The impact of the PCSK-9/VLDL-Receptor axis on inflammatory cell polarization.

BACKGROUND: Studies have shown that lipoproteins, such as LDL and VLDL, as well as its major protein component ApoE2 impact on macrophage polarization important in atherosclerosis. Proprotein convertase subtilisin/kexin 9 (PCSK9) is a key regulator of lipoprotein receptor expression. The present study investigated the effect of the VLDL/VLDL-receptor (VLDL-R) axis on mononuclear cell polarization, as well as the role of PCSK9 and PCSK9 inhibitors (PCSK9i) within this network. METHODS: Human monocytic THP-1 cells and human monocyte-derived macrophages isolated from peripheral blood mononuclear cells (PBMC) were treated with either LPS/IFN-γ to induce a pro-inflammatory phenotype, or with IL-4/IL-13 to induce an anti-inflammatory phenotype.

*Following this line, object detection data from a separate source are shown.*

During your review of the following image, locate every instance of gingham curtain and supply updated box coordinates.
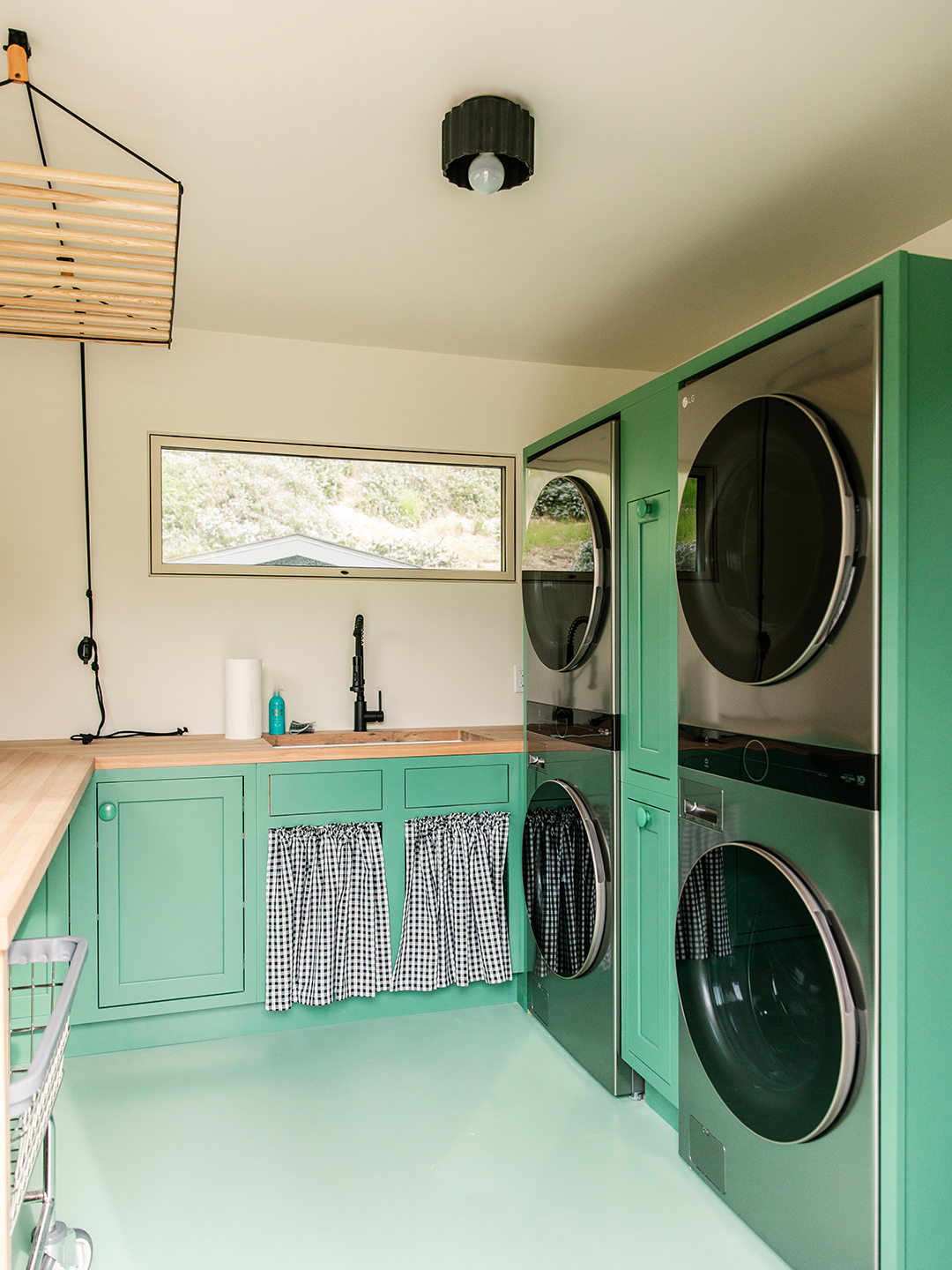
[393,811,513,992]
[264,825,391,1010]
[674,847,733,961]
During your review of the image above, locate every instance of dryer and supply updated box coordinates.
[675,296,880,753]
[522,419,635,1094]
[675,730,878,1270]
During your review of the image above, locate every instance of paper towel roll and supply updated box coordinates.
[225,656,263,741]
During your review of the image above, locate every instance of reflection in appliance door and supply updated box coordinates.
[675,396,856,684]
[675,842,859,1143]
[522,476,608,670]
[522,780,608,979]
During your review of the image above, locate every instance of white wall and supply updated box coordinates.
[0,330,650,739]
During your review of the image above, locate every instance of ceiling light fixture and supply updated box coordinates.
[443,96,536,194]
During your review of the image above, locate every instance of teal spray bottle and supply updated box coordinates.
[268,684,285,736]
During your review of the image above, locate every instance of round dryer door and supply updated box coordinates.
[675,396,856,684]
[675,842,858,1143]
[522,476,609,670]
[522,780,608,979]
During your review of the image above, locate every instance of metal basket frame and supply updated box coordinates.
[8,936,89,1270]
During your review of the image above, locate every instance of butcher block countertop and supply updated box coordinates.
[0,727,523,952]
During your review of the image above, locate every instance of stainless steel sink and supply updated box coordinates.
[264,728,487,747]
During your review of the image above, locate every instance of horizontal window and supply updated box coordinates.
[150,434,516,582]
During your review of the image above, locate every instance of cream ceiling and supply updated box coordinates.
[0,0,952,370]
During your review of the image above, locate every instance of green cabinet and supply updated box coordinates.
[96,776,245,1005]
[69,767,257,1024]
[620,389,678,797]
[623,490,678,782]
[621,786,678,1106]
[62,751,525,1053]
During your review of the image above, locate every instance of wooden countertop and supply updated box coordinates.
[0,727,523,950]
[0,742,95,950]
[0,725,523,773]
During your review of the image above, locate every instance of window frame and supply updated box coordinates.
[148,432,516,582]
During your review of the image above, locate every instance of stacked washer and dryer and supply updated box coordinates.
[523,297,880,1270]
[522,419,643,1096]
[675,297,880,1270]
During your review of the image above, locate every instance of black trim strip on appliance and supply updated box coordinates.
[525,701,620,750]
[678,724,880,811]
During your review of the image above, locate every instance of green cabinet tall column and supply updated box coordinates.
[621,786,678,1106]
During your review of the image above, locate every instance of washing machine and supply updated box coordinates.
[675,729,878,1270]
[675,296,880,753]
[522,419,635,1096]
[675,296,880,1270]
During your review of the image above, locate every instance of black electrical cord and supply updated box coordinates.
[70,341,188,745]
[7,62,188,745]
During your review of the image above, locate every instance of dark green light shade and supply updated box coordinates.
[443,96,536,190]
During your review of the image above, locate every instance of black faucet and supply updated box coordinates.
[350,614,383,731]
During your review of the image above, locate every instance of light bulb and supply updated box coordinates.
[470,150,505,194]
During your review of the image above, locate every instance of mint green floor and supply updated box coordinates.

Cells were then subjected to further treatments by lipoproteins, PCSK9, PCSK9i and lipoprotein receptor blockers. RESULTS: LPS/IFN-γ treatment promoted a pro-inflammatory state with an increased expression of pro-inflammatory mediators such as TNF-α, CD80 and IL-1ß. VLDL co-treatment induced a switch of this pro-inflammatory phenotype to an anti-inflammatory phenotype. In pro-inflammatory cells, VLDL significantly decreased the expression of pro-inflammatory markers e.g., TNF-α, CD80, and IL-1ß. These effects were eliminated by PCSK9 and restored by co-incubation with a specific anti-PCSK9 monoclonal antibody (PCSK9i). Migration assays demonstrated that pro-inflammatory cells displayed a significantly higher invasive capacity when compared to untreated cells or anti-inflammatory cells. Moreover, pro-inflammatory cell chemotaxis was significantly decreased by VLDL-mediated acquisition of the anti-inflammatory phenotype. PCSK9 significantly lessened this VLDL-mediated migration inhibition, which was reversed by the PCSK9i. CONCLUSION: VLDL promotes mononuclear cell differentiation towards an anti-inflammatory phenotype. PCSK9, via its capacity to inhibit VLDL-R expression, reverses the VLDL-mediated anti-inflammatory action, thereby promoting a pro-inflammatory phenotype. Thus, PCSK9 targeting therapies may exert anti-inflammatory properties within the vessel wall.